Oposto à janela, um antigo guarda-roupa de madeira ocupava toda a parede em portas que se alinhavam do chão ao teto. No cômodo também havia um oratório com estatuetas da Sagrada Família, de Nossa Senhora das Mercês e pares de castiçais que atribuíam ao quarto ares de templo. À esquerda e à direita da cama pequenas mesas de apoio. No lado dele havia abajur, rádio-relógio, pente de osso, calçadeiras, lenço com as iniciais bordadas e uma pequena bíblia. No lado dela, abajur, um ou dois cremes, três ou quatro perfumes (alguns vazios, mas bonitos), copo, pinça e um espelhinho de bordas alaranjadas. Sobre a cabeceira, pregado à parede, o notável rosário de contas grandes os protegia. Ao pé da cama uma cômoda (ou camiseiro, como chamavam) guardava o que para mim foram os tesouros da infância: moedas antigas, correspondências passadas, caixinhas de lembranças de nascimento ou óbito e fotografias com rostos desconhecidos (desconhecidos por mim e alguns até por eles). Em meio a tantas fotografias, cartas e histórias contadas me foi possível não só conhecer trajetórias, mas também ter pistas de como poderia traçar meu próprio caminho a partir de valores bem alicerçados.

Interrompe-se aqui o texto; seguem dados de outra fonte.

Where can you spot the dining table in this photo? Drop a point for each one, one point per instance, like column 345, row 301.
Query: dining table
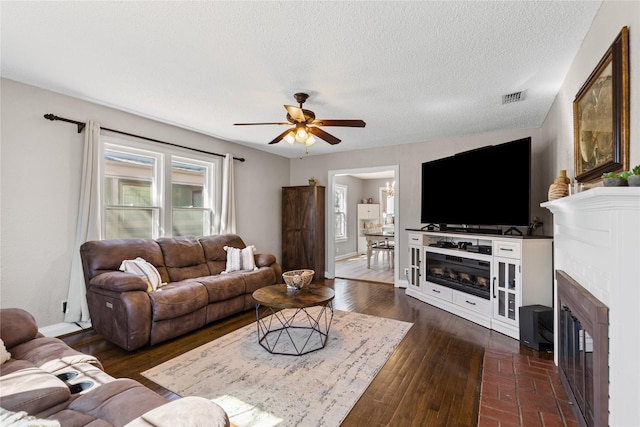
column 380, row 242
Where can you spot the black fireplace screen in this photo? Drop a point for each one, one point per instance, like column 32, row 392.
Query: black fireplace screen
column 583, row 343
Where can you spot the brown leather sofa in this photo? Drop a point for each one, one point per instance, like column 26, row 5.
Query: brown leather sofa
column 46, row 379
column 196, row 293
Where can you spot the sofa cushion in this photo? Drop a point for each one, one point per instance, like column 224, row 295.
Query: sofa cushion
column 223, row 286
column 264, row 260
column 188, row 411
column 22, row 419
column 215, row 255
column 4, row 354
column 51, row 354
column 144, row 270
column 118, row 402
column 17, row 326
column 257, row 279
column 176, row 299
column 32, row 390
column 234, row 259
column 183, row 258
column 99, row 256
column 246, row 255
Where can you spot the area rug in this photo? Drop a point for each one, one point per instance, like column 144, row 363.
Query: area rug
column 257, row 388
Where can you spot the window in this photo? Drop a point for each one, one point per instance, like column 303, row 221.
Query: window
column 191, row 215
column 340, row 203
column 138, row 203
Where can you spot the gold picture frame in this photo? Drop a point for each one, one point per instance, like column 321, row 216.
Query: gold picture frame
column 601, row 115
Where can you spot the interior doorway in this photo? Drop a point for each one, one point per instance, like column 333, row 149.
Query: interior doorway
column 379, row 182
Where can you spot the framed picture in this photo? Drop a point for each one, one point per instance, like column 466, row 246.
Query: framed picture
column 601, row 115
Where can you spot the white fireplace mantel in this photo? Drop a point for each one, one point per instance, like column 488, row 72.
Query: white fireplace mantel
column 597, row 242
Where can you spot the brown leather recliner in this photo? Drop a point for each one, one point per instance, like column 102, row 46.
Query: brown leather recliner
column 197, row 290
column 47, row 379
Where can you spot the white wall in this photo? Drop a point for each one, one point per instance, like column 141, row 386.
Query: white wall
column 40, row 175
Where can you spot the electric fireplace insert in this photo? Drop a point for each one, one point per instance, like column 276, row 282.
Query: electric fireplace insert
column 463, row 274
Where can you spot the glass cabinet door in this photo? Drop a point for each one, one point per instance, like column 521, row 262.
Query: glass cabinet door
column 506, row 289
column 415, row 253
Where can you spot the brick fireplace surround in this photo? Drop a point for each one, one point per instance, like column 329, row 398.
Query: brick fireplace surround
column 597, row 244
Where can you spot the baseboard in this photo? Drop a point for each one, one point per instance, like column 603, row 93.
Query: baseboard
column 402, row 284
column 60, row 329
column 345, row 256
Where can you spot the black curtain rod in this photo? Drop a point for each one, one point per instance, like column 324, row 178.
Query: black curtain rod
column 82, row 125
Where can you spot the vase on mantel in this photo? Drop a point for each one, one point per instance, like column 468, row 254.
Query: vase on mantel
column 560, row 186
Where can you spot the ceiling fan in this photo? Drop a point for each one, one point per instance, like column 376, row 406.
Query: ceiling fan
column 306, row 125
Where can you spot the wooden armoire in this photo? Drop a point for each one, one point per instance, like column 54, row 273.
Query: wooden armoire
column 303, row 235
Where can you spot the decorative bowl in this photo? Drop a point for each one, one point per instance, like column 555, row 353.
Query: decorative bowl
column 297, row 279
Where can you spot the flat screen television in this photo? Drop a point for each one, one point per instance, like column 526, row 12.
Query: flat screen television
column 489, row 186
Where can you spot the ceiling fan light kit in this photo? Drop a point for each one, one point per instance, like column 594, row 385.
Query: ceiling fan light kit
column 306, row 125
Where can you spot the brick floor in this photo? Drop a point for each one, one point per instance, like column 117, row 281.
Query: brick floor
column 519, row 390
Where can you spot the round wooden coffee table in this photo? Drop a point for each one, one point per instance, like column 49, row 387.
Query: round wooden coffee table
column 293, row 322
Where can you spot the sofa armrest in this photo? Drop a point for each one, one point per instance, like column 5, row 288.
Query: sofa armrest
column 32, row 390
column 188, row 411
column 119, row 281
column 264, row 260
column 17, row 326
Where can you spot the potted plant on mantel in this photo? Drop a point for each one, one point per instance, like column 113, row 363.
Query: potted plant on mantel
column 614, row 179
column 622, row 179
column 634, row 178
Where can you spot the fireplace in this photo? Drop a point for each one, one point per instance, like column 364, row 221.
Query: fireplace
column 463, row 274
column 583, row 346
column 596, row 243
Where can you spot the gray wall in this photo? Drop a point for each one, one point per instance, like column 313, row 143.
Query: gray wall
column 41, row 165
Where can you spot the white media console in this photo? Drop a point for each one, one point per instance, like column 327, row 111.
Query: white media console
column 481, row 277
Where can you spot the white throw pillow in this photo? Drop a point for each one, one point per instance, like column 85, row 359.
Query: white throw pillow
column 248, row 261
column 240, row 259
column 4, row 354
column 234, row 259
column 145, row 270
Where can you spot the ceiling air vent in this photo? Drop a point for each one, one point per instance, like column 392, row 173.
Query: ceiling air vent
column 513, row 97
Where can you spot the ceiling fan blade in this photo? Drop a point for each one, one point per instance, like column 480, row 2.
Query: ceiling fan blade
column 269, row 123
column 279, row 137
column 324, row 135
column 296, row 113
column 344, row 123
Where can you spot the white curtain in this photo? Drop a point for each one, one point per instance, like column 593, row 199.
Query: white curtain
column 228, row 211
column 88, row 225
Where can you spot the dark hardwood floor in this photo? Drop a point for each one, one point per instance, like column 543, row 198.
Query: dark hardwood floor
column 432, row 379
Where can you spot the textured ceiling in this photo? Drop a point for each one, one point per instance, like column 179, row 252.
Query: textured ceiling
column 413, row 71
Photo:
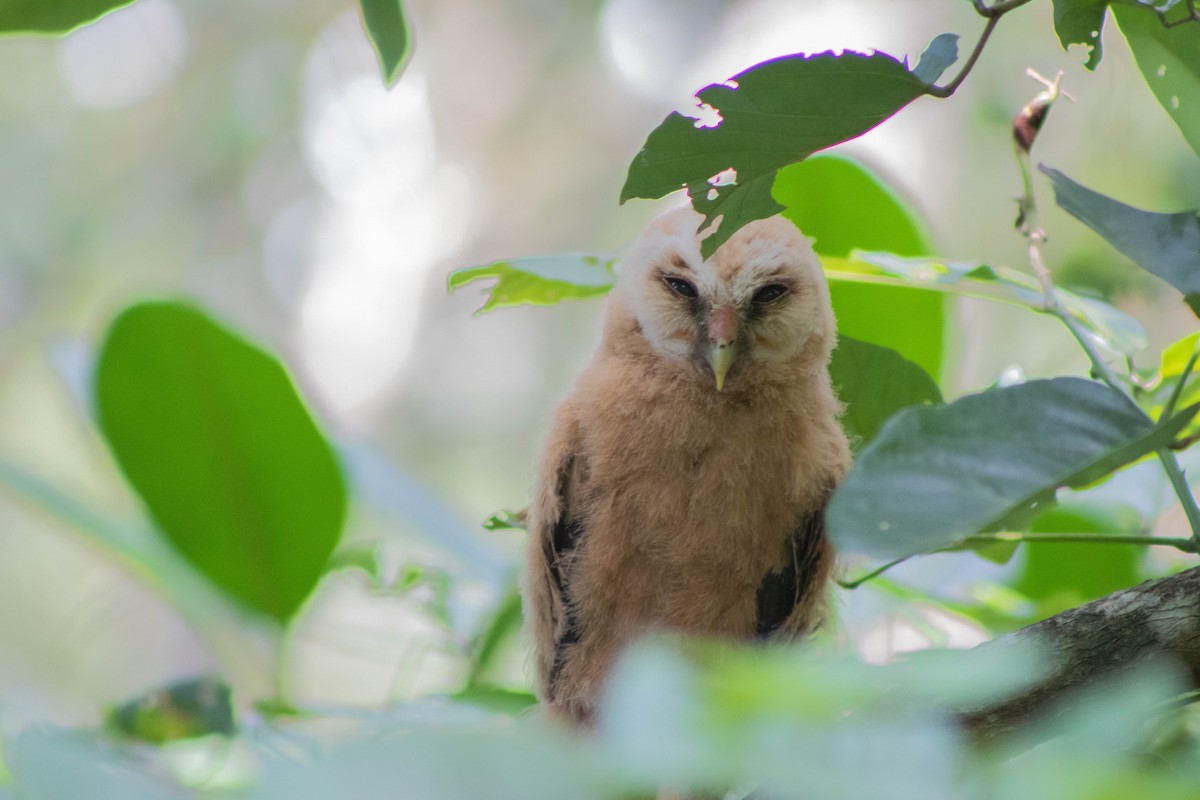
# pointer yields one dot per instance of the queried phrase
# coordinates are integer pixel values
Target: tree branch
(1101, 639)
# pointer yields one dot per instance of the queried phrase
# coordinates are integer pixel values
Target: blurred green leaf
(211, 433)
(540, 280)
(388, 30)
(937, 474)
(1167, 245)
(1109, 325)
(829, 198)
(1169, 60)
(508, 521)
(773, 114)
(1063, 576)
(504, 624)
(53, 16)
(187, 709)
(875, 383)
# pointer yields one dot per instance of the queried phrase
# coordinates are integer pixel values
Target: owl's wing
(556, 531)
(789, 597)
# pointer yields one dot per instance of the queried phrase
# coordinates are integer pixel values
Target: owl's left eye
(768, 293)
(681, 287)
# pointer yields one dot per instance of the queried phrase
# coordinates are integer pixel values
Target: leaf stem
(1186, 545)
(951, 88)
(1101, 370)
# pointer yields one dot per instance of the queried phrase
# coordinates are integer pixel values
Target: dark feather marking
(781, 590)
(565, 536)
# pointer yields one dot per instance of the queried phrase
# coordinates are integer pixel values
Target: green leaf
(875, 383)
(1167, 245)
(53, 16)
(1109, 325)
(844, 206)
(1169, 60)
(211, 433)
(540, 280)
(937, 474)
(187, 709)
(773, 114)
(388, 30)
(1061, 576)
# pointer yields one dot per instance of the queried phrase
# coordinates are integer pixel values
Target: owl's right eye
(679, 287)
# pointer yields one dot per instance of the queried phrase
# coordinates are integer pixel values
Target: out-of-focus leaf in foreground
(1169, 60)
(985, 461)
(211, 433)
(1168, 245)
(54, 16)
(540, 280)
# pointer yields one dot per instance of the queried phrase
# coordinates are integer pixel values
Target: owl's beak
(723, 337)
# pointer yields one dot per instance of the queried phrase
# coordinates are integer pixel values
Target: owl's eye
(679, 287)
(768, 293)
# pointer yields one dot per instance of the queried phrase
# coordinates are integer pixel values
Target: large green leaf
(844, 206)
(875, 383)
(211, 433)
(540, 280)
(1169, 60)
(774, 114)
(384, 20)
(52, 16)
(1164, 244)
(937, 474)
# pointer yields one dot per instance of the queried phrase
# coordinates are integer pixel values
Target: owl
(684, 479)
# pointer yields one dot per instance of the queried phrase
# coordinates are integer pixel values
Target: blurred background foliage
(247, 157)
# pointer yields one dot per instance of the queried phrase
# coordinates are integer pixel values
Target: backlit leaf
(211, 433)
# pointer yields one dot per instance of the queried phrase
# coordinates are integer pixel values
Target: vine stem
(1101, 370)
(993, 13)
(1179, 542)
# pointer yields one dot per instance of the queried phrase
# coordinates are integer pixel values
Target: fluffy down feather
(684, 479)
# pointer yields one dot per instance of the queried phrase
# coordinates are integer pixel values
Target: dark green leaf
(53, 16)
(1167, 245)
(941, 53)
(192, 708)
(937, 474)
(773, 114)
(1061, 576)
(844, 206)
(384, 20)
(875, 383)
(211, 433)
(540, 280)
(1169, 60)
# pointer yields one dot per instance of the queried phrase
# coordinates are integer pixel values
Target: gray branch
(1087, 644)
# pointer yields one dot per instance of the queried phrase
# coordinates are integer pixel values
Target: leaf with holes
(1169, 60)
(211, 433)
(540, 280)
(54, 17)
(939, 474)
(1167, 245)
(774, 114)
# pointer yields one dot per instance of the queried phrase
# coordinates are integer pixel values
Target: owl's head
(760, 301)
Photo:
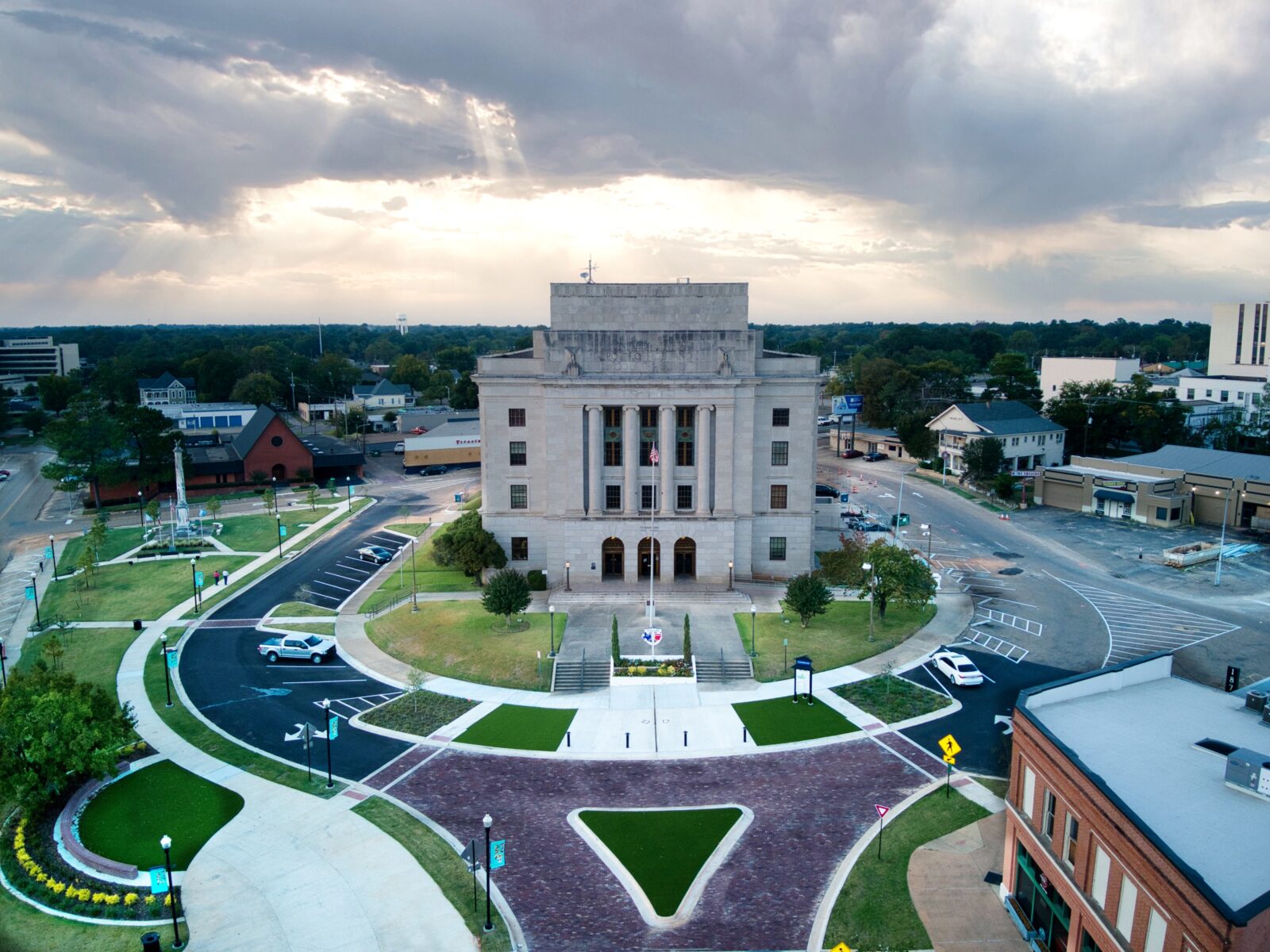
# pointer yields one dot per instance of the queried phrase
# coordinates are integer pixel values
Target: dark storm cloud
(873, 98)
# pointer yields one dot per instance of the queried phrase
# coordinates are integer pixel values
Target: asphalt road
(258, 702)
(984, 742)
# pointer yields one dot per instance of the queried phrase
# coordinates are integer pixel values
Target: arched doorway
(613, 559)
(686, 559)
(645, 560)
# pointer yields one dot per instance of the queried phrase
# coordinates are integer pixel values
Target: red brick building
(1122, 831)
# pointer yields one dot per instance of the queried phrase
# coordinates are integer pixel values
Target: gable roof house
(1028, 438)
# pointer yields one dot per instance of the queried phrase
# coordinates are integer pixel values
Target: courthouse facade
(569, 425)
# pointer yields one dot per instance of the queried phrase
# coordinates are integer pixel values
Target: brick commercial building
(569, 424)
(1130, 825)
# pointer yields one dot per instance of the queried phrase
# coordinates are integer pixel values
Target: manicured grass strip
(780, 721)
(455, 639)
(837, 638)
(520, 727)
(25, 930)
(892, 700)
(418, 712)
(662, 850)
(207, 740)
(302, 609)
(126, 820)
(92, 655)
(117, 593)
(442, 863)
(874, 909)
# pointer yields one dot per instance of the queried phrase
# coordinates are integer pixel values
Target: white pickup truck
(314, 647)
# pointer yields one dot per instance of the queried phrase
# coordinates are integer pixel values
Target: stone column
(630, 460)
(667, 450)
(596, 438)
(702, 451)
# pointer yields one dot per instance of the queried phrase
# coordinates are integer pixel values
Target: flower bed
(31, 863)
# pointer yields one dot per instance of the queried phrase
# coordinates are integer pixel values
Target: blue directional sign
(158, 880)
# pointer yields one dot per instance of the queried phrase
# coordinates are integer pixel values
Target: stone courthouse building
(569, 425)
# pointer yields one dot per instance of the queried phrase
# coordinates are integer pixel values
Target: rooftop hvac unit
(1249, 771)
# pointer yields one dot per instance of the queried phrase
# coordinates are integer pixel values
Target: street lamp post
(165, 842)
(325, 708)
(868, 568)
(167, 674)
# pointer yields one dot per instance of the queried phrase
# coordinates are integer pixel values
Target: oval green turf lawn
(664, 850)
(127, 819)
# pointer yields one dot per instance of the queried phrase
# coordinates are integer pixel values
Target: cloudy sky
(241, 160)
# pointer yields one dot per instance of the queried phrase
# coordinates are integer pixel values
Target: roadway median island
(460, 640)
(832, 640)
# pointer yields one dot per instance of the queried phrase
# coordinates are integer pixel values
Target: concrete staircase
(719, 670)
(578, 674)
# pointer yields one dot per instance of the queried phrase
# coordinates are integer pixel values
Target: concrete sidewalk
(294, 871)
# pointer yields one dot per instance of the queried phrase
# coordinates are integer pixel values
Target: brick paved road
(810, 808)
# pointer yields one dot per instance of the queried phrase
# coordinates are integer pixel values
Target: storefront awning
(1114, 494)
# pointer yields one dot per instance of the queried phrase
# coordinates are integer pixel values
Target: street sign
(158, 880)
(949, 746)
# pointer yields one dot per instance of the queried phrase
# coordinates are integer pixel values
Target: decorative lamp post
(325, 708)
(868, 568)
(167, 674)
(165, 842)
(489, 923)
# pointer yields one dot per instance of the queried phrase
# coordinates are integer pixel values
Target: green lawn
(118, 593)
(418, 712)
(455, 639)
(444, 865)
(780, 721)
(25, 930)
(126, 820)
(892, 700)
(664, 850)
(90, 654)
(222, 748)
(302, 609)
(520, 727)
(118, 541)
(874, 909)
(837, 638)
(429, 577)
(260, 533)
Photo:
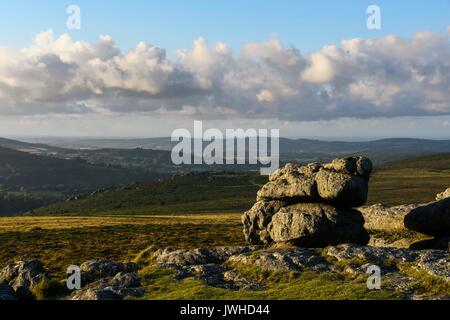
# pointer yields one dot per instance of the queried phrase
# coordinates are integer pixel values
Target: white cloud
(386, 77)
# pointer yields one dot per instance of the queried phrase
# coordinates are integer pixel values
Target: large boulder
(318, 225)
(7, 292)
(443, 195)
(258, 218)
(432, 219)
(342, 182)
(23, 276)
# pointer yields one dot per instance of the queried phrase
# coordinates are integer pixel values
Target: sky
(145, 68)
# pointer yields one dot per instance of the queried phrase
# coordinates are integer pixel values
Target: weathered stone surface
(318, 225)
(185, 257)
(95, 269)
(111, 288)
(443, 195)
(257, 219)
(7, 292)
(434, 262)
(96, 294)
(380, 217)
(436, 244)
(291, 182)
(432, 219)
(23, 276)
(125, 280)
(281, 260)
(341, 183)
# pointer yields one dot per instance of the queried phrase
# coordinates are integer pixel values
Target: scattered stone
(443, 195)
(125, 280)
(23, 276)
(432, 219)
(311, 205)
(281, 260)
(95, 269)
(171, 257)
(380, 217)
(436, 244)
(318, 225)
(96, 294)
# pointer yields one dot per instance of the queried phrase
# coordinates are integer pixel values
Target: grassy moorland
(191, 211)
(60, 241)
(408, 181)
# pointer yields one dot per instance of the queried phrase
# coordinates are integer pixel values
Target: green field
(190, 211)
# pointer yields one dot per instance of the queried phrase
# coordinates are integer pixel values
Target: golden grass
(30, 223)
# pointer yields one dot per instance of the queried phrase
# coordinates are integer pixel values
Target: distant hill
(192, 193)
(23, 170)
(28, 181)
(408, 181)
(299, 150)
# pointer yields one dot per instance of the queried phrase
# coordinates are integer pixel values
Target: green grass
(309, 285)
(401, 182)
(428, 282)
(60, 248)
(200, 193)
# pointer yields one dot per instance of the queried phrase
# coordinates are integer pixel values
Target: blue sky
(174, 24)
(391, 86)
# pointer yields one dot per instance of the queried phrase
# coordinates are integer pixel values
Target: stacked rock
(312, 205)
(432, 219)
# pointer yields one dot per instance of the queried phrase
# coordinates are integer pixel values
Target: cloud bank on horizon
(386, 77)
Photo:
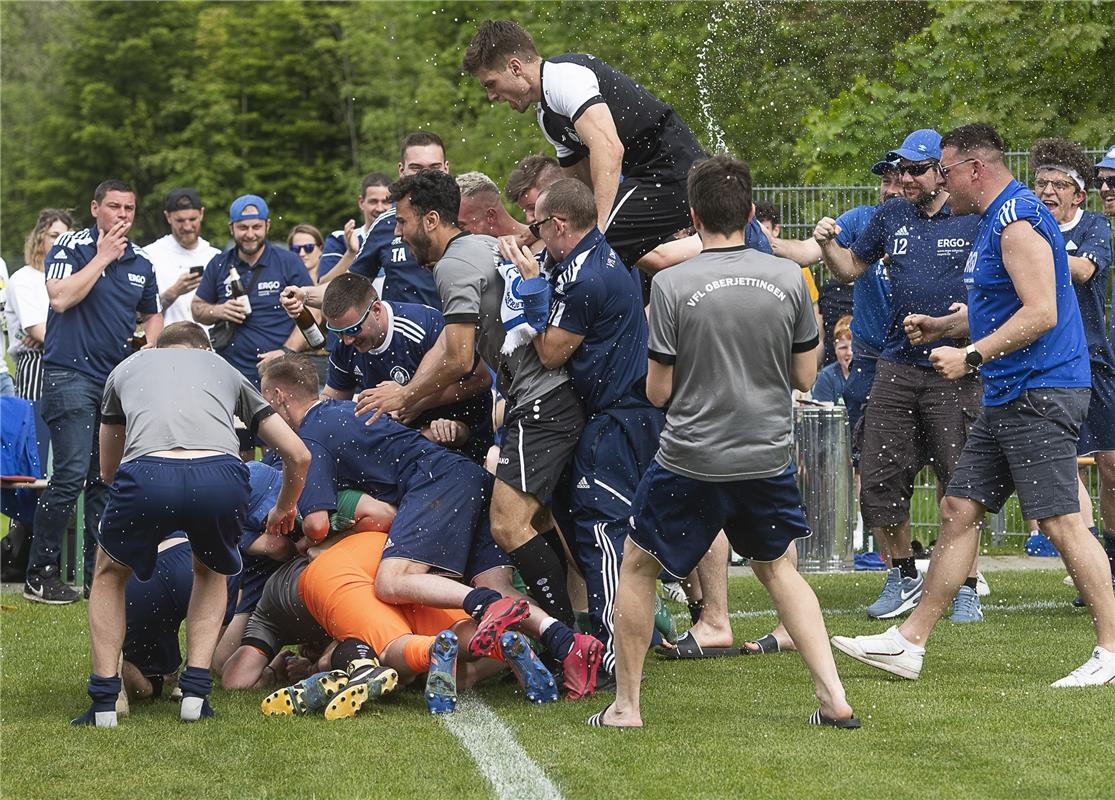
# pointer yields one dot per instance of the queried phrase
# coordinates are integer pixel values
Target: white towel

No quarto dos meus avós fui apresentado à beleza de uma vida comum. Meu avô todas as manhãs arrumava a cama com precisão: lençóis esticados, cobertores e travesseiros guardados no armário e uma colcha simétrica cobrindo a cama. À noite também dele era o trabalho: colcha guardada, borda superior do lençol dobrada sobre o cobertor, travesseiros alinhados de modo que a reentrância das fronhas ficasse para baixo. Pronta a cama, ele era o primeiro a deitar, então vestia o pijama de botões e colocava a camisola dela sob seu corpo para que, ao deitar, ela vestisse as roupas quentes. A minha avó mantinha as cobertas e as roupas limpíssimas, perfumadas e passadas a ferro, principalmente as meias e os lenços de bolso do meu avô. Nessa rotina eu aprendi muito sobre atenção e afeto.
As coisas mudaram muito de lá para cá. No dia em que meu avô partiu a cama ficou bagunçada. No dia em que minha avó partiu o quarto perdeu o perfume e a beleza. Desde então eu e o quarto restamos vazios. E hoje, quando as coisas de adulto não estão muito bem, quando os dias e as pessoas me atropelam, quando me sinto ofegante e perdido, eu me afasto, me aquieto, respiro, fecho com força os meus olhos de criança e volto correndo para o quarto dos meus avós.